Dans ce sens, le CESE a émis un ensemble de recommandations, dont il est permis de citer :

  • Réviser la loi 09-08 relative à la protection des données personnelles afin qu’elle intègre valablement les exigences des données utilisées et générées par l’IA, tout en garantissant sa conformité avec les normes internationales.
  • Encourager l’usage raisonné d’outils IA dans tous les secteurs, aussi bien publics que privés, en développant un plan de soutien dédié, notamment pour les PME et TPE, incluant des volets de formation ainsi que des dispositifs d’accès aux ressources financières, matérielles et logicielles.
  • Libérer les données publiques et faciliter l’accès à des données fiables et interopérables pour disposer des informations nécessaires au développement d’applications d’IA.
  • Créer un fonds d’investissement public-privé dédié à l’innovation dans l’intelligence artificielle et les technologies numériques avancées, incluant des subventions, des fonds d’amorçage et du capital-risque pour soutenir les projets en IA.

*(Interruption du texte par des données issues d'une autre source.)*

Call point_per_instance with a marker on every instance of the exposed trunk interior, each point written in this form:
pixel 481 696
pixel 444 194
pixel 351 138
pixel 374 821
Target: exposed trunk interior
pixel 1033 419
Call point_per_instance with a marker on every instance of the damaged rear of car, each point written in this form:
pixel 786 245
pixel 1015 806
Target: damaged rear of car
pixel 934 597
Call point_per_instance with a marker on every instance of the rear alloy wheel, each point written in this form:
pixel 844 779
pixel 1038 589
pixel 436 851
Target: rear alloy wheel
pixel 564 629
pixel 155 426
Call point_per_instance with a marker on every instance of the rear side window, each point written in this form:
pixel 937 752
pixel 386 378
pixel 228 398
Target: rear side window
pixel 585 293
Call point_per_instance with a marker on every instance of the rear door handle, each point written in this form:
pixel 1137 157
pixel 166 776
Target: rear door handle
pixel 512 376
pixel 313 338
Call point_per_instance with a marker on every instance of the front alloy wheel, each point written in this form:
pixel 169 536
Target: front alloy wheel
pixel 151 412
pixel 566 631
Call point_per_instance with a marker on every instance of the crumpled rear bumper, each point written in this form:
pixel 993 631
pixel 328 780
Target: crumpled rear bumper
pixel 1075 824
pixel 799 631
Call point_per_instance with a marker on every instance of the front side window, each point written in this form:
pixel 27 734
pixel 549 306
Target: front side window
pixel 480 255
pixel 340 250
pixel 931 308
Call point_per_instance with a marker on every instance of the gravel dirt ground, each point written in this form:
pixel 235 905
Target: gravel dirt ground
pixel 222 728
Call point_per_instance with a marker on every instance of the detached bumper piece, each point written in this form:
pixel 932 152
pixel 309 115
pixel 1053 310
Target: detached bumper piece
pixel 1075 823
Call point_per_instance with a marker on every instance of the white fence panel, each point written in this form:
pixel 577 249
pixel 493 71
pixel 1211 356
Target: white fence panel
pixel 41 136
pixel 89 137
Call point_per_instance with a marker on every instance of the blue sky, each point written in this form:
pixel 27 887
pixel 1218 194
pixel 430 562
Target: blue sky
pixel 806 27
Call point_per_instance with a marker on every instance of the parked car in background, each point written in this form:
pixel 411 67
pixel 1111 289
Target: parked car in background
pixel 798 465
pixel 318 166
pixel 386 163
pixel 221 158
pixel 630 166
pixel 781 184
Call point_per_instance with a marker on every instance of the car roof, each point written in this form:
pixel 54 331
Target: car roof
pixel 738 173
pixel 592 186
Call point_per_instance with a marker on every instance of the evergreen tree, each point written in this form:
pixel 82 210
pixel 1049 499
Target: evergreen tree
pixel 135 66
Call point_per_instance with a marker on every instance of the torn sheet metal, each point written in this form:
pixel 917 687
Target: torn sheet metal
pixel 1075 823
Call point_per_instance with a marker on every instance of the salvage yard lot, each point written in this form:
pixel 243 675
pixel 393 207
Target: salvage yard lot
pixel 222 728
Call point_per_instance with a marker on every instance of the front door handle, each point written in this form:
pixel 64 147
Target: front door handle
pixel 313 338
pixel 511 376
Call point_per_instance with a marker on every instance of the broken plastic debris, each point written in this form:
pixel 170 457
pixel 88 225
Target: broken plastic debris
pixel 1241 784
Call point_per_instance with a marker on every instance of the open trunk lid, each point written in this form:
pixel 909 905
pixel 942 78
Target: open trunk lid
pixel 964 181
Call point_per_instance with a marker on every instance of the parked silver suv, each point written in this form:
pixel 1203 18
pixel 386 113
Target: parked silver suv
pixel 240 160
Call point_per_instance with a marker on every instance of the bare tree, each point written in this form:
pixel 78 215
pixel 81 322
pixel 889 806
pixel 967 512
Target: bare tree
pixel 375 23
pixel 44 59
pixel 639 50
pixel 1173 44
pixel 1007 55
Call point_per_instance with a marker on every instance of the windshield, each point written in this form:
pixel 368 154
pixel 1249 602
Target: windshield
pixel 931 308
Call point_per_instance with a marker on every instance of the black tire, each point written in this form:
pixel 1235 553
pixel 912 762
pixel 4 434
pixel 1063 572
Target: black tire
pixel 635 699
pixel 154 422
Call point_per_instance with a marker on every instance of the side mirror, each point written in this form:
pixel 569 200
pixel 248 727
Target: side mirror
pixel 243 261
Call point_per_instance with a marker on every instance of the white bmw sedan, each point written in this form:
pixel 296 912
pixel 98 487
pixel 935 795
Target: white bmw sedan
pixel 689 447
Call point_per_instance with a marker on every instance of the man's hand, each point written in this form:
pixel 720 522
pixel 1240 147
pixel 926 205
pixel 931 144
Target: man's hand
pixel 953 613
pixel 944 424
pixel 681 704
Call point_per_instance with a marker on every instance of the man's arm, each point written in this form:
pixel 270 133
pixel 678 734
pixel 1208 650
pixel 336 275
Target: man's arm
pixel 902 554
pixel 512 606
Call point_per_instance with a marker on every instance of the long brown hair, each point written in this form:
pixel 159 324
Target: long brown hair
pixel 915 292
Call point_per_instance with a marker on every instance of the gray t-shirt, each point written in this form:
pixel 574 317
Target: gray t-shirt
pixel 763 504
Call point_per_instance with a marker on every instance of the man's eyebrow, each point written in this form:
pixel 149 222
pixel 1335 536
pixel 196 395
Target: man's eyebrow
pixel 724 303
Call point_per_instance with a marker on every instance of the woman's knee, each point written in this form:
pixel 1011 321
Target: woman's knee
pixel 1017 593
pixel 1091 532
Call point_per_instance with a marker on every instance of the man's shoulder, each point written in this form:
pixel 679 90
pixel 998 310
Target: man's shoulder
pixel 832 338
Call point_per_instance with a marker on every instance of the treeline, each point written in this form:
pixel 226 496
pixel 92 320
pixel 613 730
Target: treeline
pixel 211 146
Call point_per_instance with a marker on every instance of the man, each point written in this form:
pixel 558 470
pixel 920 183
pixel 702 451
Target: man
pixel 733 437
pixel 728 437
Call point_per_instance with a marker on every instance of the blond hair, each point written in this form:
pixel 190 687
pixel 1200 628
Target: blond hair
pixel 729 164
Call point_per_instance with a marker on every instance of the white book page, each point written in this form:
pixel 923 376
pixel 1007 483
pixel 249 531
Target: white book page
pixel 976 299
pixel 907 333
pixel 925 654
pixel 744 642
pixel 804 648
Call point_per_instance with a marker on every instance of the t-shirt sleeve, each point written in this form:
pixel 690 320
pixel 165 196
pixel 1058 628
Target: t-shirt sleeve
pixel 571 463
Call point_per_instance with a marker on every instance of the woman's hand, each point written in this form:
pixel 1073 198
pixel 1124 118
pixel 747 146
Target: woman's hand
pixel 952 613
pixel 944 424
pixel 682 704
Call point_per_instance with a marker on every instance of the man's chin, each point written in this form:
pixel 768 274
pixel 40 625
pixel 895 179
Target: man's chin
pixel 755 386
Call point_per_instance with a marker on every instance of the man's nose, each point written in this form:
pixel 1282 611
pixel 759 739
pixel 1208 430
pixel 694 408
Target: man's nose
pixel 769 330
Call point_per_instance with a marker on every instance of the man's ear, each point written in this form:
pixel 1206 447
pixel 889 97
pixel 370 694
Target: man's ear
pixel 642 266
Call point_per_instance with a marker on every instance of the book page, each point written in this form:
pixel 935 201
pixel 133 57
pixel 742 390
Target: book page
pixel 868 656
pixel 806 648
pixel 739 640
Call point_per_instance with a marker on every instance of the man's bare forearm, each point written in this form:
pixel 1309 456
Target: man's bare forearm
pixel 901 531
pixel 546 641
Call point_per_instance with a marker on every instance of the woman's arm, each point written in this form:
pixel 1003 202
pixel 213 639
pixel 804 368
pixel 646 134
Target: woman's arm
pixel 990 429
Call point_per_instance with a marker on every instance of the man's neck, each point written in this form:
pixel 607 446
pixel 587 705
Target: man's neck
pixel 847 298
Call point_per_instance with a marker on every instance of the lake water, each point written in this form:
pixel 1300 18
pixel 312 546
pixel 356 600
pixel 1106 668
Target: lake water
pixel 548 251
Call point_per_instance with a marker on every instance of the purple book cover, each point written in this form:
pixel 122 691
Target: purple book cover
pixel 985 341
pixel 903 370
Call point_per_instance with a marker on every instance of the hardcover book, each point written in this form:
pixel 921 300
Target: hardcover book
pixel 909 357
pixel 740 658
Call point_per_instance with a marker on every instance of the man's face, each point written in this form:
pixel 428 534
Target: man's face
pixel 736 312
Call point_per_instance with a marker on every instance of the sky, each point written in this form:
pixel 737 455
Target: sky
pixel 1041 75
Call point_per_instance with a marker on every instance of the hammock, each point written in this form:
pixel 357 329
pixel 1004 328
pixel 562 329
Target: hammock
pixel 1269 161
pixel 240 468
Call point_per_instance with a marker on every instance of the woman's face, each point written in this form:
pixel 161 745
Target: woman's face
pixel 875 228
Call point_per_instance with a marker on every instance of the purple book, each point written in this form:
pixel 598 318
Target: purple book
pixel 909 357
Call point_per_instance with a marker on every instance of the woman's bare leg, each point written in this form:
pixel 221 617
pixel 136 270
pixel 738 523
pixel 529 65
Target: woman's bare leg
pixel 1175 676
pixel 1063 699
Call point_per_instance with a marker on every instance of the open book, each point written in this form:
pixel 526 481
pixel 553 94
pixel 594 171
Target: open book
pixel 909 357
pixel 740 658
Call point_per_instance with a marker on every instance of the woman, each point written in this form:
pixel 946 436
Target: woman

  • Prévoir des incitations fiscales au profit des entreprises, notamment les TPE et PME qui développent l’IA, l’utilisent pour améliorer leur productivité ou collaborent avec le secteur de la recherche en IA. Il est également nécessaire d’adapter la charte d’investissement pour mieux répondre aux spécificités des startups en IA, en révisant les critères d’éligibilité actuels.
  • Prioriser les efforts de développement de solutions à base de technologies IA pour deux ou trois secteurs au maximum pour éviter la dispersion des ressources. L’éducation, la santé et l’agriculture pourraient figurer parmi ces secteurs.
  • Développer un modèle de langage souverain (données en darija) pour améliorer l’inclusion numérique en permettant à tous les citoyens, quel que soit leur niveau d’éducation, de participer activement aux interactions numériques et étendre ainsi l’accès à l’IA à l’ensemble de la population.
  • Intégrer systématiquement la formation en IA dans l’offre éducative nationale et renforcer les programmes d’enseignement supérieur en IA dans les universités et écoles spécialisées. En parallèle, combler le manque de formateurs en proposant aux profils scientifiques, tels que les mathématiciens, une formation spécialisée en IA.